À cause de lui, j’ai souvent passé des nuits blanches. D’impuissance. J’avais plusieurs fois appelé la police ; quand enfin quelqu’un décrochait, il enregistrait gentiment ma plainte, mais l’affaire restait sans suite. Pendant ce temps, Grand Pied reprenait de plus belle ses tours dans la forêt, un chapelet de collets sur le bras, en maugréant. Telle une petite divinité malfaisante. Cruelle et imprévisible. Il était toujours légèrement éméché, ce qui devait sans doute exacerber sa mauvaise humeur. Tout en marmottant, il donnait des coups de bâton sur les troncs d’arbres, comme s’il voulait les chasser de son chemin. On aurait dit qu’il était né en état d’ébriété. Que de fois ai-je refait son itinéraire, ramassant ses pièges, de grossiers collets de fil de fer reliés à de jeunes arbres recourbés en flexion, de sorte que l’animal pris soit d’abord projeté en l’air, comme par un lance-pierres, avant de pendre au bout d’une corde. Parfois, je trouvais des animaux morts – lièvres, blaireaux, chevreuils.

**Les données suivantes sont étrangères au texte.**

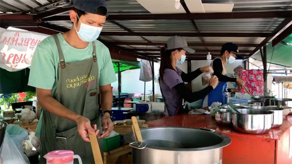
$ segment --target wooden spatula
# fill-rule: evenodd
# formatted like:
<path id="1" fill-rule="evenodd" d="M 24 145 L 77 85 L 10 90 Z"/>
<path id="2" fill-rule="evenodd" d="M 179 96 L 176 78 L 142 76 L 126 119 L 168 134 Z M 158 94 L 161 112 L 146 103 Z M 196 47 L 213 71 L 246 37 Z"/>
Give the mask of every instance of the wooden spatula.
<path id="1" fill-rule="evenodd" d="M 94 158 L 94 163 L 95 164 L 103 164 L 102 158 L 100 153 L 100 150 L 99 149 L 98 142 L 97 142 L 97 138 L 95 134 L 88 133 L 90 140 L 90 144 L 92 149 L 92 153 Z"/>
<path id="2" fill-rule="evenodd" d="M 132 117 L 132 122 L 133 123 L 133 128 L 134 135 L 135 136 L 135 138 L 136 141 L 143 142 L 143 140 L 142 139 L 142 135 L 141 135 L 141 132 L 140 131 L 140 128 L 138 124 L 138 121 L 137 118 L 135 116 Z"/>

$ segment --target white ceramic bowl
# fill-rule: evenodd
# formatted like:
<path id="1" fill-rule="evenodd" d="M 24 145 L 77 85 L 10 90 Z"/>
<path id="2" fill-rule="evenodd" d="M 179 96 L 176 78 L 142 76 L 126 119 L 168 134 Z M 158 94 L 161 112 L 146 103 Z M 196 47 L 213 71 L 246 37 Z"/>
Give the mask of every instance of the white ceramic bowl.
<path id="1" fill-rule="evenodd" d="M 20 118 L 20 121 L 23 124 L 30 124 L 32 123 L 35 118 L 27 118 L 25 119 Z"/>
<path id="2" fill-rule="evenodd" d="M 271 105 L 270 106 L 268 106 L 268 107 L 277 107 L 278 106 L 276 105 Z M 285 109 L 285 110 L 283 111 L 283 117 L 285 117 L 286 116 L 289 114 L 289 113 L 291 111 L 291 109 L 292 109 L 292 108 L 284 106 L 282 106 L 282 107 Z"/>
<path id="3" fill-rule="evenodd" d="M 133 123 L 132 122 L 132 119 L 126 119 L 124 120 L 124 121 L 126 122 L 126 124 L 127 124 L 127 125 L 132 125 L 133 124 Z M 139 125 L 142 125 L 144 124 L 144 123 L 146 121 L 143 120 L 137 120 L 138 124 Z"/>

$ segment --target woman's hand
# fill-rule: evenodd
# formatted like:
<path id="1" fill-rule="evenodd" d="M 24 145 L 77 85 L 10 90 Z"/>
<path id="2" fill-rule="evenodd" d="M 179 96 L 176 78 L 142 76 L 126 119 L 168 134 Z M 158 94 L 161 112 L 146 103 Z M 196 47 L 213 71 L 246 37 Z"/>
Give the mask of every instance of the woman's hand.
<path id="1" fill-rule="evenodd" d="M 209 85 L 212 86 L 213 89 L 215 89 L 219 83 L 219 81 L 218 80 L 218 78 L 215 75 L 211 77 L 209 82 Z"/>
<path id="2" fill-rule="evenodd" d="M 200 70 L 203 73 L 213 73 L 213 72 L 210 72 L 210 70 L 212 70 L 212 67 L 210 65 L 205 66 L 204 67 L 200 68 Z"/>

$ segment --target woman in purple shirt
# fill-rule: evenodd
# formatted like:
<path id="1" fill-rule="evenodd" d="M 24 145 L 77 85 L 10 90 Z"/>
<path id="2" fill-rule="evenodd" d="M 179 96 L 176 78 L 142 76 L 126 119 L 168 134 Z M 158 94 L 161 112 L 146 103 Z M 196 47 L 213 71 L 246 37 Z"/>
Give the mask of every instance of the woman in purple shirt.
<path id="1" fill-rule="evenodd" d="M 195 50 L 187 47 L 185 39 L 178 36 L 169 38 L 161 48 L 159 83 L 165 104 L 166 117 L 188 112 L 187 102 L 192 102 L 202 99 L 215 88 L 218 83 L 218 78 L 214 76 L 207 87 L 194 92 L 189 90 L 184 82 L 190 82 L 202 73 L 208 72 L 211 66 L 200 68 L 187 74 L 182 71 L 176 65 L 184 62 L 187 51 L 193 53 Z"/>

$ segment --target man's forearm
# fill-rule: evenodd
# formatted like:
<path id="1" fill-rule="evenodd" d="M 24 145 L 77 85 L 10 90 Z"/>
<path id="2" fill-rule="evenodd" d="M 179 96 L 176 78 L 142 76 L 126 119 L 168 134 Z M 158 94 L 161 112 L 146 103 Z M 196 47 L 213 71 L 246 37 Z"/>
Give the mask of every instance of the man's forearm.
<path id="1" fill-rule="evenodd" d="M 52 96 L 38 96 L 38 101 L 41 107 L 52 113 L 76 122 L 81 116 L 69 109 Z"/>
<path id="2" fill-rule="evenodd" d="M 112 104 L 112 93 L 111 90 L 101 93 L 101 110 L 103 112 L 111 110 Z"/>

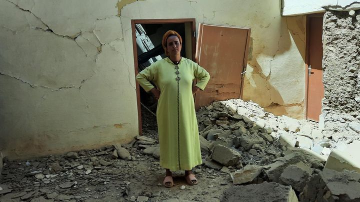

– Il faut le déplacer sur le divan, dit soudain Matoga.

Cela ne m’a pas plu. Je n’aimais pas l’idée de devoir le toucher.

– Je pense que nous devrions attendre l’arrivée de la police, déclarai-je, mais Matoga avait déjà fait de la place sur le divan et retroussait ses manches en me fixant de ses yeux clairs.

– Toi, tu ne voudrais pas qu’on te retrouve dans cet état-là. C’est proprement inhumain.

Il avait raison, le corps humain est inhumain. Surtout quand il est mort.

N’était-ce pas un sombre paradoxe que de devoir nous occuper de la dépouille de Grand Pied ? Pourquoi nous avait-il laissé ce dernier désagrément ? Précisément à nous, ses voisins, qu’il ne respectait pas, n’aimait pas et considérait comme des moins que rien.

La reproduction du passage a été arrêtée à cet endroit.